Within the For Each - SHA step there is also a Condition added to check the Status of the Azure Service Health Issue. If the Status is Active a new JIRA Incident will be created and when the Status is something else, for instance Resolved there will be validations if an existing JIRA Incident can be closed.
For the creation of new JIRA Issue the Create a new issue (V2) Logic App Connector is used.
With the properties and values coming from the Kusto query the body of the JIRA Issue REST API is being made.
The body of the Create a new issue (v2) looks as follows:
"body": {
"fields": {
"summary": "@{items('For Each - SHA')?['SUMMARY_Title']} - @{items('For Each - SHA')?['TICKET_ID_Number']}",
"description": "Azure Service Health Issue\n\nStatus: @{items('For Each - SHA')?['Status']} \nStart Time: @{items('For Each - SHA')?['TimeGeneratedUTC']}\nSummary of Impact: @{body('Html to text - Summary Communication')}\nTracking ID: @{items('For Each - SHA')?['TICKET_ID_Number']}\nImpacted Services: @{items('For Each - SHA')?['AZURE_SERVICE']}\nImpacted Subscriptions: @{items('For Each - SHA')?['Subscriptions']}",
"customfield_10041": "Azure",
"customfield_10065": "@items('For Each - SHA')?['JIRA_ASSIGNMENT_GROUP']"
}
}
The Custom Field 10041 (Affected Hardware) is used to indicate that the issue is on the Azure Platform and the Custom Field 10065 is used to have a Assignment Group.
When the Status of the Azure Service Health Issue is not Active in the Condition, the right part of the Workflow is being executed.
Step HTTP - Get all Active JIRA SHA Incidents will retrieve all current Azure Service Health JIRA issues where the JIRA status is not equal to Completed.
If there are any open JIRA issues each of them will be iterated and checked if the TICKED_ID_NUMBER equals the value of an Azure Service Health Issue that has a status of Resolved.
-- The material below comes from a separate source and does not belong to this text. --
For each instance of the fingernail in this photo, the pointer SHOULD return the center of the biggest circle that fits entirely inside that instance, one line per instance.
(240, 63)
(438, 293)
This logic makes sure that all JIRA Service Health Issues are closed when these are also resolved via the Azure Service Health Issue updates.
Hope this blog post gave you some ideas on how to use Logic Apps to integrate Azure Service Health Issues with JIRA issues.
Here some answer to the Frequently Asked Questions you might have.
Why don’t you use the out-of-the box Logic App JIRA Connector?
This Connector has limited properties that can be configured to create the JIRA ticket.